米はバリース(bariis)と呼ばれ、種類はバスマティが多い[3]。リゾットにして食べることが多く、スパイスで味と香りが付けられる。昼食に食べることが多い。米を野菜や肉と炊き込んだ料理はイスクレフカリス(Iskudhexkaris)またはバリース・イスク=カリス(bariis isku-karis)と呼ばれる[7]。
南部ではイタリアから伝わったパスタがバースト(Baasto)と呼ばれ、人気がある。具材は肉が多い[1]。スープに入れたり具材にバナナを使うこともある。

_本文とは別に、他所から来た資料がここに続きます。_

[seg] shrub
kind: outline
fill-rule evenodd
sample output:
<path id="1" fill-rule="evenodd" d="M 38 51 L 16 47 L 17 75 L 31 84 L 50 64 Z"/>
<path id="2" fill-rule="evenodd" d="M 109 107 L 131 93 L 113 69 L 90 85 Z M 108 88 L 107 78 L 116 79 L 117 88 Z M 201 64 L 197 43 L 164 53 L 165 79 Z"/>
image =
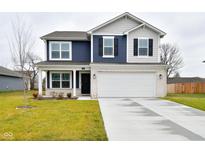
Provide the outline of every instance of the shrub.
<path id="1" fill-rule="evenodd" d="M 33 98 L 36 99 L 38 97 L 38 93 L 33 93 Z"/>
<path id="2" fill-rule="evenodd" d="M 58 94 L 58 99 L 63 99 L 63 93 Z"/>
<path id="3" fill-rule="evenodd" d="M 41 95 L 38 95 L 38 100 L 42 100 L 43 99 L 43 96 L 41 96 Z"/>
<path id="4" fill-rule="evenodd" d="M 51 92 L 51 96 L 52 96 L 53 98 L 56 98 L 56 95 L 57 95 L 57 93 L 56 93 L 55 91 Z"/>
<path id="5" fill-rule="evenodd" d="M 67 97 L 68 97 L 68 98 L 71 98 L 71 93 L 67 93 Z"/>

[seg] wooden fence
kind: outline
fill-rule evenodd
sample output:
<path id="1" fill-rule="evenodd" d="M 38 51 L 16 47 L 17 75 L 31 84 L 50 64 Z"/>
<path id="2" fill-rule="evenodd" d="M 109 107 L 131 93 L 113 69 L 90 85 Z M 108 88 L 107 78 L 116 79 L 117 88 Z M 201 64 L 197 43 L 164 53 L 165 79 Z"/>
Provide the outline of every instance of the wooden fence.
<path id="1" fill-rule="evenodd" d="M 172 94 L 205 93 L 205 82 L 174 83 L 167 85 L 167 92 Z"/>

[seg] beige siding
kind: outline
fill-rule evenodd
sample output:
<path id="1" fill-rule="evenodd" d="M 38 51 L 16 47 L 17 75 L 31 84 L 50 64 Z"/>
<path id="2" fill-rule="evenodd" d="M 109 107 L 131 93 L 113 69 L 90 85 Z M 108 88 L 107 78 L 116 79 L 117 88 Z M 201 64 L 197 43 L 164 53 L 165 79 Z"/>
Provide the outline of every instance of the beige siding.
<path id="1" fill-rule="evenodd" d="M 130 19 L 129 17 L 120 18 L 100 29 L 93 34 L 122 34 L 123 32 L 138 26 L 140 23 Z"/>
<path id="2" fill-rule="evenodd" d="M 147 37 L 153 39 L 153 56 L 152 57 L 137 57 L 134 56 L 134 38 Z M 128 55 L 127 61 L 129 63 L 154 63 L 159 62 L 159 35 L 147 27 L 141 27 L 128 34 Z"/>

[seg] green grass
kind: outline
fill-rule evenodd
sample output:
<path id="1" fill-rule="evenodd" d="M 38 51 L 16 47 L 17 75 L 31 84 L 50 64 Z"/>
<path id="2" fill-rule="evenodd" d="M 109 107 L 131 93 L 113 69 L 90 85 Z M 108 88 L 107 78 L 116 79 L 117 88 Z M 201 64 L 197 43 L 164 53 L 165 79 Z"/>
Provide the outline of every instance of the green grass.
<path id="1" fill-rule="evenodd" d="M 0 93 L 0 140 L 107 140 L 98 101 L 33 100 L 23 92 Z M 9 134 L 13 135 L 9 135 Z"/>
<path id="2" fill-rule="evenodd" d="M 168 94 L 163 99 L 205 111 L 205 94 Z"/>

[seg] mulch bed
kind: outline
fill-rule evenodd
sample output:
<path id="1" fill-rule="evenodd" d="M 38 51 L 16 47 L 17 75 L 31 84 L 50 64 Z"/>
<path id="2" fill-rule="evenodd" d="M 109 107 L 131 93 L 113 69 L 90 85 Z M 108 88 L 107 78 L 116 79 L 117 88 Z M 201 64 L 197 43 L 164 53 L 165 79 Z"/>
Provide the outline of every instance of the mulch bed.
<path id="1" fill-rule="evenodd" d="M 35 109 L 36 106 L 24 105 L 24 106 L 17 106 L 16 109 Z"/>

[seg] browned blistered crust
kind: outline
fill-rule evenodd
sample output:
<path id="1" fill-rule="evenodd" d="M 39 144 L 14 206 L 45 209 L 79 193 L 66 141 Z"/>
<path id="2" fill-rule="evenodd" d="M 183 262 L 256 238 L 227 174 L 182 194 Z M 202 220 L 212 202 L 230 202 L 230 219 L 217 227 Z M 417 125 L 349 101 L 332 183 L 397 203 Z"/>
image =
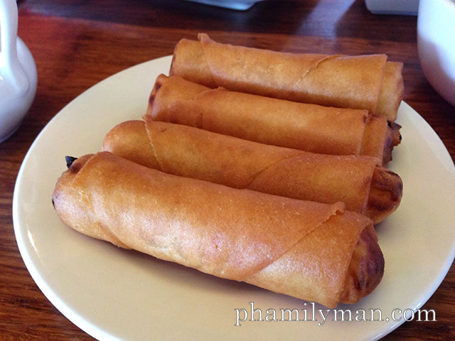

肉はヤギ、ヒツジが多いが、牛、ラクダも食べられる。ニワトリもまれに食べられる[2]が、市場では生きたニワトリを売っているので鶏料理は手間がかかるうえ、ソマリアの遊牧民社会ではラクダなどの家畜の方が格が高く、鶏肉は貧者の食べ物と考えられているのでソマリ人はあまり食べない[8]。レンズ豆やソラマメ、リョクトウ、アズキ、インゲンマメを使った豆料理も好まれる[2]。魚は都市部を除いてあまり食べない[2]。量の多い食べ応えのある食事は昼食に取られることが多い。
細く切って干し、塩とスバグを揉みこんだ肉はオードカア(oodkac)と呼ばれ、缶に入れて保存し、香辛料を付けてバターかギーで炒めて食べることが多い。その他の肉も炒めて食べるか、あるいは焼いて食べられる。ソマリ料理のカバーブ(kabaab)はケバブではなく、肉団子のことである[9]。肉は野菜と合わせて煮込むことも多い[2]。
ジャガイモ、ニンジン、ピーマン、ホウレンソウ、ケール、キャベツ、ニンニクなどの野菜も食べる。肉と一緒に煮込むことが多い[2]。生野菜のサラダはアンサラート(ansalaato)と呼ばれる。シトニ(shitni)というトマトのチャツネは米やパスタおよび他の料理に添えて食べる[10]。
牛肉料理はスカール(Suqaar)と呼ばれ[7]、切った肉を煮込んだもの、牛挽肉をジャガイモと炒めたもの[5]などがある。
エジプト料理のシャクシューカ(shakshuka)が食べられることも多い。玉ねぎ・ニンニク・トマトを炒めてから煮込み、卵でとじたものである。レバー(baar)やヤギ肉を入れることも多く、パンですくいながら食べる。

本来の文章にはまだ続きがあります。